The Vatican has already refused to recognise three bishops recently ordained by China’s state-controlled Catholic church.

A village woman shows a leaflet with a picture of Bishop Guo Jincai, which was distributed by worshipers after the bishop ordination ceremony in November
A village woman shows a leaflet with a picture of Bishop Guo Jincai, which was distributed by worshipers after the bishop ordination ceremony in November
Image: AP Photo/Andy Wong

CHINA’S STATE-CONTROLLED Catholic church is considering ordaining seven more bishops, in spite of a deepening rift with the Vatican over recent elevations lacking papal approval, according to a senior official.

China last week named a third bishop in eight months without the approval of the Holy See, which has escalated tensions. The Vatican insists the pope has sole right to appoint bishops, but Beijing’s Communist leaders see that position as foreign interference.

China’s bishops’ council is considering seven candidates who were chosen through local bishops’ elections, said Liu Bainian, honorary president of the Chinese Catholic Patriotic Association, which runs China’s Catholic churches.

The candidates have been submitted to the Council of Chinese Bishops, Liu said. “Upon inspection and approval, when the conditions are ripe, the ordinations will take place.”

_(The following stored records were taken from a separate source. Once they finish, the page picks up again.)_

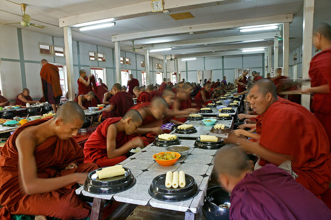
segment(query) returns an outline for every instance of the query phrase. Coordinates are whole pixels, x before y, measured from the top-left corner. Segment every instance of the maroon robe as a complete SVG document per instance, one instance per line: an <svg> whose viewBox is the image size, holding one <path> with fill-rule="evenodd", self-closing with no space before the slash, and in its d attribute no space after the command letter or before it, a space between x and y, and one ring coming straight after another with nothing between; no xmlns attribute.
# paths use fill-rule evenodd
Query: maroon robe
<svg viewBox="0 0 331 220"><path fill-rule="evenodd" d="M105 118L122 117L130 108L133 106L133 100L131 95L126 92L118 92L109 100L109 104L115 108L111 111L102 112Z"/></svg>

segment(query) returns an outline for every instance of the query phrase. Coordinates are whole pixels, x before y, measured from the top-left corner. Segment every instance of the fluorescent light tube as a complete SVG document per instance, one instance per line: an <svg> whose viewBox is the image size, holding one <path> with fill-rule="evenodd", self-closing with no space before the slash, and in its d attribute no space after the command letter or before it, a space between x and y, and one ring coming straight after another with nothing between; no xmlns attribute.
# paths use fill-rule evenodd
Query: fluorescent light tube
<svg viewBox="0 0 331 220"><path fill-rule="evenodd" d="M150 52L155 52L156 51L163 51L165 50L170 50L172 48L172 47L169 47L169 48L160 48L159 49L153 49L153 50L150 50Z"/></svg>
<svg viewBox="0 0 331 220"><path fill-rule="evenodd" d="M80 31L87 30L92 30L92 29L96 29L99 28L103 28L103 27L107 27L110 26L115 25L115 22L111 22L103 23L101 24L93 24L92 25L89 25L87 26L80 27L79 30Z"/></svg>

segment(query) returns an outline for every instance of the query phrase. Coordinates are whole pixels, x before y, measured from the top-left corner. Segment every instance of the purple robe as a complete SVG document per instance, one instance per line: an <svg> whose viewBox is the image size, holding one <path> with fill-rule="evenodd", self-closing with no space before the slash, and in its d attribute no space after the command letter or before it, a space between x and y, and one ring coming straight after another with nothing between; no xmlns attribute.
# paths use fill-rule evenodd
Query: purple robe
<svg viewBox="0 0 331 220"><path fill-rule="evenodd" d="M272 164L248 173L231 193L230 219L331 219L331 210Z"/></svg>

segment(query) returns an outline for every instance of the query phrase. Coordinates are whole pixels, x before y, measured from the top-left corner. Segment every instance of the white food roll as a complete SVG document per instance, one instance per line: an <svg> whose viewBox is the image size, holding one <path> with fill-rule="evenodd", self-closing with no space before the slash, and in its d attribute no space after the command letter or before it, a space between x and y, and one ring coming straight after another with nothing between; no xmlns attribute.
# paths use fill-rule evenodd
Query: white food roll
<svg viewBox="0 0 331 220"><path fill-rule="evenodd" d="M175 171L172 173L172 186L173 188L177 188L179 185L179 174L178 172Z"/></svg>
<svg viewBox="0 0 331 220"><path fill-rule="evenodd" d="M185 181L185 173L183 171L179 172L179 187L182 188L186 185Z"/></svg>
<svg viewBox="0 0 331 220"><path fill-rule="evenodd" d="M170 188L172 185L172 172L168 171L166 175L166 187Z"/></svg>

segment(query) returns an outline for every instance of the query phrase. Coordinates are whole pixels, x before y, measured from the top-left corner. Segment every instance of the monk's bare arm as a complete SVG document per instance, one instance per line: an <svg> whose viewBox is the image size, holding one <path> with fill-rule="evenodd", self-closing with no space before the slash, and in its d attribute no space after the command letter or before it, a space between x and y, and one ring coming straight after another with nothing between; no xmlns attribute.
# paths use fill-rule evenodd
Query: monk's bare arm
<svg viewBox="0 0 331 220"><path fill-rule="evenodd" d="M25 193L44 193L75 183L83 184L87 177L87 174L75 173L55 178L38 178L34 155L37 139L29 133L21 132L15 142L18 151L21 181Z"/></svg>

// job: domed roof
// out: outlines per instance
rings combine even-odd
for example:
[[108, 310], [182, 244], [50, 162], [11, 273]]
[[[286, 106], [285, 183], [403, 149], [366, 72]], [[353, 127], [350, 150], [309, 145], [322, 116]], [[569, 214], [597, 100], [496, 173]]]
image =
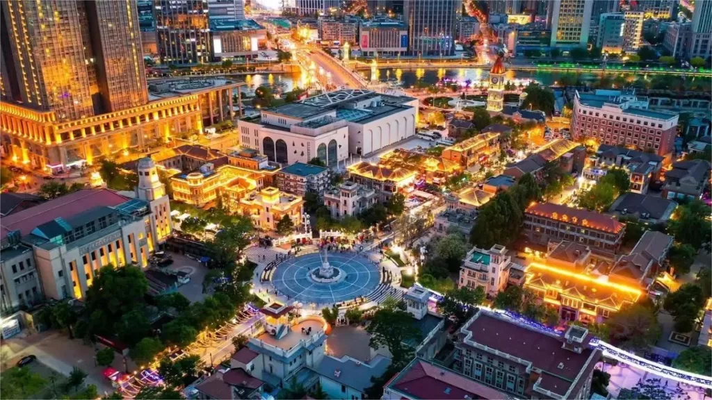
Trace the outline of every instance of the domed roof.
[[497, 60], [494, 62], [494, 65], [492, 65], [492, 69], [490, 70], [490, 73], [504, 73], [504, 58], [502, 55], [497, 56]]
[[151, 157], [144, 157], [138, 160], [138, 168], [139, 169], [148, 169], [150, 168], [153, 168], [156, 164], [154, 164], [153, 160]]

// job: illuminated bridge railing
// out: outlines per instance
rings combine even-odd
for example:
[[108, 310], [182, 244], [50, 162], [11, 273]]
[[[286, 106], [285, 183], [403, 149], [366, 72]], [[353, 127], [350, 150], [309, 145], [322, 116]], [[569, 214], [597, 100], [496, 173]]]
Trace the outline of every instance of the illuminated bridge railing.
[[[427, 289], [427, 288], [425, 288]], [[431, 300], [436, 302], [439, 302], [442, 300], [443, 295], [441, 293], [431, 289], [428, 289], [428, 290], [431, 293]], [[550, 335], [562, 336], [562, 332], [553, 330], [546, 325], [543, 325], [525, 318], [518, 314], [503, 310], [492, 309], [491, 310], [516, 322], [519, 325], [526, 325], [532, 329], [542, 331]], [[668, 367], [667, 365], [655, 362], [654, 361], [646, 359], [642, 357], [629, 353], [622, 349], [619, 349], [618, 347], [616, 347], [609, 343], [607, 343], [597, 337], [593, 338], [589, 342], [589, 345], [600, 349], [603, 352], [603, 355], [607, 357], [617, 359], [620, 362], [624, 362], [628, 365], [639, 368], [643, 371], [655, 374], [659, 377], [682, 382], [684, 384], [712, 389], [712, 377], [706, 377], [704, 375], [693, 374], [692, 372], [682, 371], [676, 368], [673, 368], [672, 367]]]

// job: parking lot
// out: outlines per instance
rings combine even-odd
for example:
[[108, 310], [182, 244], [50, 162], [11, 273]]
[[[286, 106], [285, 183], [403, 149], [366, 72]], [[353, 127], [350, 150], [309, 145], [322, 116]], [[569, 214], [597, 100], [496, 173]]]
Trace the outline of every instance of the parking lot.
[[203, 293], [203, 280], [208, 273], [208, 268], [197, 260], [189, 258], [182, 254], [166, 252], [173, 259], [173, 263], [162, 268], [174, 271], [182, 271], [190, 275], [190, 282], [178, 288], [178, 292], [185, 296], [191, 302], [202, 301], [206, 294]]

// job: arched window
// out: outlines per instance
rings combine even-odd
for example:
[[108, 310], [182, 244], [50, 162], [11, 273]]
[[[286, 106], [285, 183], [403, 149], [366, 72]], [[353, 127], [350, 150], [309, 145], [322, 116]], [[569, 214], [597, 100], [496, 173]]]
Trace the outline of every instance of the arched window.
[[338, 159], [338, 156], [337, 155], [337, 145], [336, 144], [336, 140], [332, 139], [331, 142], [329, 142], [329, 149], [328, 149], [328, 159], [329, 162], [328, 163], [329, 167], [332, 165], [336, 165], [337, 160]]
[[275, 161], [274, 140], [272, 140], [271, 137], [265, 137], [262, 140], [262, 152], [267, 156], [267, 159]]
[[319, 159], [324, 163], [324, 165], [328, 164], [326, 159], [326, 144], [323, 143], [319, 144], [319, 147], [316, 148], [316, 157], [319, 157]]
[[275, 156], [277, 158], [277, 162], [282, 164], [289, 162], [287, 157], [287, 142], [279, 139], [275, 144]]

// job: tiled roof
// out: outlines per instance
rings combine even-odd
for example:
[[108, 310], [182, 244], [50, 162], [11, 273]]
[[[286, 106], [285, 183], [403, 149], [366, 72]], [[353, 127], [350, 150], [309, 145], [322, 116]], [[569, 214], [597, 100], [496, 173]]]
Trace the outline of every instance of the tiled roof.
[[467, 340], [530, 362], [541, 370], [542, 383], [551, 379], [550, 387], [547, 389], [560, 395], [566, 394], [582, 369], [598, 361], [597, 354], [600, 354], [585, 346], [580, 353], [562, 348], [561, 337], [524, 327], [483, 310], [463, 330], [471, 332]]
[[24, 236], [38, 226], [58, 218], [69, 219], [93, 206], [112, 207], [128, 200], [108, 189], [78, 190], [3, 218], [0, 238], [4, 239], [11, 231], [19, 231], [21, 236]]
[[386, 386], [412, 399], [507, 399], [511, 396], [443, 367], [416, 358]]
[[617, 233], [625, 228], [624, 223], [611, 216], [553, 203], [536, 203], [528, 208], [525, 213], [610, 233]]

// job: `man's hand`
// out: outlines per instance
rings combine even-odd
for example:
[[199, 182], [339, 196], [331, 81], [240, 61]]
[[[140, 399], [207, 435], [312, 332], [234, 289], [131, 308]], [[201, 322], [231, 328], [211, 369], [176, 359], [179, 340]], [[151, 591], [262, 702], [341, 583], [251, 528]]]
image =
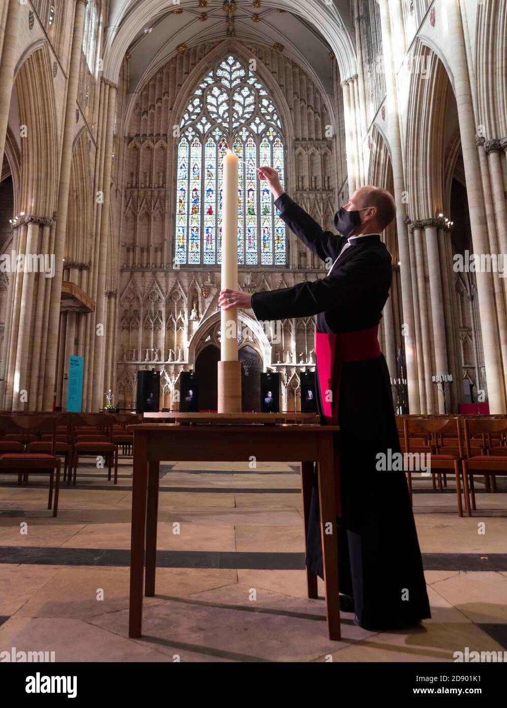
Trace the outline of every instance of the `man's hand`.
[[276, 170], [274, 170], [272, 167], [258, 167], [257, 173], [259, 173], [259, 179], [266, 180], [269, 191], [275, 199], [278, 199], [284, 194], [285, 190], [280, 184], [280, 177]]
[[240, 292], [238, 290], [231, 290], [226, 288], [220, 291], [218, 304], [222, 309], [229, 309], [231, 307], [243, 307], [250, 309], [252, 307], [252, 295], [248, 292]]

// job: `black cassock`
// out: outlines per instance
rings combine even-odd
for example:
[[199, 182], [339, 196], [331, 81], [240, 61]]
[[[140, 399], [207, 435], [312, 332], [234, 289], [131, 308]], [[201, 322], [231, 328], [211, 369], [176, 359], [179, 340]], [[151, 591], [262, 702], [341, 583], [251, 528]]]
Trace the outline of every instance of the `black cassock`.
[[[334, 262], [346, 238], [323, 231], [286, 194], [275, 205], [313, 253], [330, 266]], [[391, 286], [391, 254], [378, 234], [351, 244], [326, 278], [255, 293], [252, 307], [257, 319], [316, 314], [317, 331], [330, 334], [378, 326]], [[318, 365], [317, 356], [317, 370]], [[320, 392], [317, 399], [322, 415]], [[340, 592], [354, 595], [356, 624], [371, 629], [408, 626], [431, 614], [404, 472], [378, 469], [378, 453], [390, 459], [390, 450], [400, 452], [383, 355], [342, 365], [338, 411]], [[322, 578], [316, 474], [315, 480], [306, 564]]]

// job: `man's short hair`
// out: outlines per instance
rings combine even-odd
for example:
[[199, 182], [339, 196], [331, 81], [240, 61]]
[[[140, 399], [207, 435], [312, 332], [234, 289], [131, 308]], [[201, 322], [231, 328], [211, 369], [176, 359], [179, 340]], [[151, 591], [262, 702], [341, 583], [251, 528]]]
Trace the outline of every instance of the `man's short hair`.
[[377, 207], [377, 221], [380, 230], [383, 231], [396, 216], [395, 198], [387, 189], [375, 187], [368, 195], [367, 200], [368, 206]]

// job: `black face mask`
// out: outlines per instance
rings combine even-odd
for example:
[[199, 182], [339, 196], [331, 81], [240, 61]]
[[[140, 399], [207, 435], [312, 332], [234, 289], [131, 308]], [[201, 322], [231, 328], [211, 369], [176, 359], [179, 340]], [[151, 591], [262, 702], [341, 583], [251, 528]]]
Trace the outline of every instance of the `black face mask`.
[[337, 231], [347, 239], [360, 225], [361, 218], [359, 211], [348, 212], [342, 207], [334, 215], [334, 226]]

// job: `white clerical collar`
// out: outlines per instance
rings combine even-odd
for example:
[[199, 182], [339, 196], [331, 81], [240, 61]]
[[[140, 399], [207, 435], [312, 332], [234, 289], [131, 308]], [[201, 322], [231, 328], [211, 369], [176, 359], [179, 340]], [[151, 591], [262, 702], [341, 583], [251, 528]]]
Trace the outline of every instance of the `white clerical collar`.
[[352, 239], [363, 239], [365, 236], [378, 236], [378, 234], [359, 234], [358, 236], [349, 236], [349, 241], [351, 241]]

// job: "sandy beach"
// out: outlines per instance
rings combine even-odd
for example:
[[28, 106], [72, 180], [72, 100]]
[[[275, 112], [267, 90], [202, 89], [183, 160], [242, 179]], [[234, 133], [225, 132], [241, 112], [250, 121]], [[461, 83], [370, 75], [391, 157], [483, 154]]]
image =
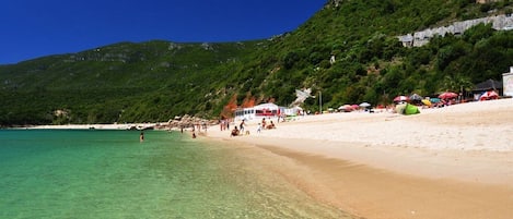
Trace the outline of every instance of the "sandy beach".
[[513, 99], [307, 115], [260, 133], [258, 122], [247, 122], [249, 135], [203, 135], [271, 153], [273, 169], [307, 194], [362, 218], [513, 216]]

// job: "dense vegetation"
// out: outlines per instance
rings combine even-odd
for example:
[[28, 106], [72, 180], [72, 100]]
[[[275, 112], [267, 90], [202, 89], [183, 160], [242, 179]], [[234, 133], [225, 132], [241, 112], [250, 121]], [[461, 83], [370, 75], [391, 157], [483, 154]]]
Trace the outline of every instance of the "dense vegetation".
[[[217, 118], [233, 100], [285, 106], [301, 88], [322, 92], [328, 107], [465, 92], [500, 80], [513, 65], [513, 32], [477, 25], [418, 48], [403, 47], [397, 36], [511, 13], [512, 5], [511, 0], [331, 0], [293, 33], [267, 40], [125, 42], [0, 65], [0, 125], [167, 121], [185, 113]], [[307, 99], [304, 107], [315, 111], [316, 101]]]

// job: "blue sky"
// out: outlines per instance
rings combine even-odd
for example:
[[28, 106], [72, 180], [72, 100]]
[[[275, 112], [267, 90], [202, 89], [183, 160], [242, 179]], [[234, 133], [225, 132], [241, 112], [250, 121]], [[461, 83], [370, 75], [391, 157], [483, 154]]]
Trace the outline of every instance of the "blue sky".
[[327, 0], [8, 0], [0, 64], [120, 41], [217, 42], [294, 31]]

The China Daily newspaper said local churches in seven dioceses were getting ready to ordain bishops, citing the vice chairman of the Chinese Catholic Patriotic Association, Rev. Joseph Guo Jincai. But Liu said the bishop candidates were not yet approved and that it would take at least three months from gaining approval for an ordination to take place.

Asked if the elected bishop candidates were approved by the Holy See, Liu said:

There’s no official channel for communications, but we cannot delay the election of our bishops because it is important to spread the Gospel. We hope that the Vatican will respect the outcome of our elections.

Beijing severed ties with the Holy See in 1951 after the Communist Party took power and set up its own church outside the pope’s authority.

Faithful on the mainland are allowed to worship only with the state-sanctioned church, which recognizes the pope as a spiritual leader but rejects his authority to appoint priests and bishops. A thriving underground following remains loyal to the Vatican.

Pope Benedict XVI has prioritized improving relations with Beijing and reconciling the two churches. A compromise under which both Beijing and Rome agreed on bishop candidates was reached but seems to have falled apart in recent months.

Vatican fury

The Vatican was furious over the ordinations of the Rev. Guo Jincai in Chengde city in November, the Rev. Paul Lei Shiyin in Sichuan province a few weeks ago, and the Rev. Joseph Huang Bingzhang in Shantou last week. It does not recognize them as bishops.

A Belgian priest and expert on China-Vatican issues said both sides have contributed to the deterioration of ties and urged them to reopen dialogue on the issue of appointing bishops.

Rev. Jeroom Heyndrickx, director of Verbiest Institute at the Catholic University of Leuven in Belgium said:

What is happening now is very bad for both sides, for China as well as for the Holy See. Mainly, China shows that religious freedom in China is still a big problem. The way they pick up the bishops and force them to do these ordinations, makes China, in my view, lose face in the face of the whole world.

“On the other hand… for the church, if it wants to obtain a better situation for the church in China it would never gain this through confrontation and by breaking up the dialogue,” Heyndrickx said.

In June, the Patriotic Association said it had to urgently fill more than 40 empty bishops’ seats because the vacancies were hurting the handling of church affairs.